Caso Saman, quando giustizia e buon senso coincidono
La sentenza di secondo grado riconosce la premeditazione e la responsabilità di tutti gli imputati: ecco perché è un giudizio logico
Reggio Emilia La giustizia non ha tra i suoi obiettivi quello di conciliarsi sempre con il buon senso. Anche perché spesso questo non va a braccetto con le necessarie garanzie processuali. Per fortuna, le accuse devono essere provate e le condanne comminate solo quando la colpevolezza emerge oltre ogni ragionevole dubbio.
Eppure, la sentenza di Bologna con la quale sono stati condannati tutti e cinque gli imputati e riconosciute le aggravanti della premeditazione e dei motivi futili o abietti – a differenza di quanto avvenuto in primo grado a Reggio Emilia – appare come uno di quei casi nei quali la realtà processuale si concilia con il buon senso.
Fin dal maggio 2021, quando si seppe che una ragazza di 18 anni, che aveva denunciato la famiglia per un tentativo di matrimonio forzato, era scomparsa dalle campagne di Novellara, si pensò a un delitto d’onore nel quale tutti i familiari fossero coinvolti. La responsabilità penale è individuale, come recita la Costituzione, ma è anche chiaro che questo genere di omicidi implica spesso scelte collettive.
Veri e propri sacrifici umani portati a termine per salvare l’onore del gruppo. Non era nemmeno pensabile che un epilogo come quello che si è consumato tra le serre di Novellara non fosse stato premeditato.
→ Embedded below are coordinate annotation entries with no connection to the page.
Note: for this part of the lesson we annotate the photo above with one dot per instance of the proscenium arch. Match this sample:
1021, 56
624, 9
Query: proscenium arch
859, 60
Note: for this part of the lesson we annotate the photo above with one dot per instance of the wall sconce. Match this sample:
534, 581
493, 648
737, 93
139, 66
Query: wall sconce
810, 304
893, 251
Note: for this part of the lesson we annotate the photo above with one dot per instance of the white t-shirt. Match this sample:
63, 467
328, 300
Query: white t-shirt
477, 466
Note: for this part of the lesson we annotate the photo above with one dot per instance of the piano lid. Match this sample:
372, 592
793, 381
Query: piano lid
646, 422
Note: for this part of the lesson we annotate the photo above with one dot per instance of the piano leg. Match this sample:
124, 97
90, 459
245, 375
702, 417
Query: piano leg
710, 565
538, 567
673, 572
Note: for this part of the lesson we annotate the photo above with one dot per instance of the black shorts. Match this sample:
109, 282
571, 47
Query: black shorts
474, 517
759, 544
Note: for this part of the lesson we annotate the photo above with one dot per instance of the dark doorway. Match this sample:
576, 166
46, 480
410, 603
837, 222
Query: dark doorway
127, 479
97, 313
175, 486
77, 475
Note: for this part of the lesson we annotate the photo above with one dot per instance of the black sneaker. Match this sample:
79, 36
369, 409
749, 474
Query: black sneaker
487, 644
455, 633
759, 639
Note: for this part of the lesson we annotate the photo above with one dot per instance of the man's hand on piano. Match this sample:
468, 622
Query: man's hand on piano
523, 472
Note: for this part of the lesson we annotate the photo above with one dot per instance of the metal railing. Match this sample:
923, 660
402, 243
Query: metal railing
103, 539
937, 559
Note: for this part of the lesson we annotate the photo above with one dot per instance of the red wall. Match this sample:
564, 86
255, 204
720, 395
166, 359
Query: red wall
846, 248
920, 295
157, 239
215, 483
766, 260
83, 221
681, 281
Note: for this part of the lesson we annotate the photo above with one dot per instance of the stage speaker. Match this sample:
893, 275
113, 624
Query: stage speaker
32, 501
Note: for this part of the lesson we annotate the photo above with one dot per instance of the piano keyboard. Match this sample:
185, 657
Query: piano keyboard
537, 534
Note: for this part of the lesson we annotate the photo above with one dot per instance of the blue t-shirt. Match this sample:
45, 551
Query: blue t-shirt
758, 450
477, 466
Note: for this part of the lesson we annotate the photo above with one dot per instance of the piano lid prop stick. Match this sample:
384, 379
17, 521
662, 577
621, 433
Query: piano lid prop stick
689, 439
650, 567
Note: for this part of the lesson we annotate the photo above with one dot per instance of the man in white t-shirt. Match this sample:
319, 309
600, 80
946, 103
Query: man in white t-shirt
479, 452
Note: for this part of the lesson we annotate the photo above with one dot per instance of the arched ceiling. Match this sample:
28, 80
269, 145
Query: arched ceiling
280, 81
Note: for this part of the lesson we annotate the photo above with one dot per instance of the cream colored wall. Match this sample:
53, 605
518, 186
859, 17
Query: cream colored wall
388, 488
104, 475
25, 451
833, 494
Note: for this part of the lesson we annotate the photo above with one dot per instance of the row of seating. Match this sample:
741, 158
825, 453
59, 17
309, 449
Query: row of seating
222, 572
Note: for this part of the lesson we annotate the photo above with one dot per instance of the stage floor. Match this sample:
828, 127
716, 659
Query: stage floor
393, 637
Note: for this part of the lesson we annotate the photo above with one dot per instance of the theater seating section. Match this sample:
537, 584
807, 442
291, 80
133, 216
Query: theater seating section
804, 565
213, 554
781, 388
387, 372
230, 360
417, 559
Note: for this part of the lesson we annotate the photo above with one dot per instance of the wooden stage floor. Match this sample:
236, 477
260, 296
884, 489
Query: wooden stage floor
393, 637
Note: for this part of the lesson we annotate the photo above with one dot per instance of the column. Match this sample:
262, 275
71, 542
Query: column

Del resto, nel novembre del 2020, quando i servizi sociali tolsero Saman ai genitori, il padre Shabbar non disse, profeticamente: «Quando sarà maggiorenne ci penserò io?».
Infine, la sentenza di Bologna rappresenta un riconoscimento per i carabinieri, la procura reggiana diretta da Calogero Gaetano Paci e la pm Maria Rita Pantani che ha preparato l’appello ed è stata applicata al processo.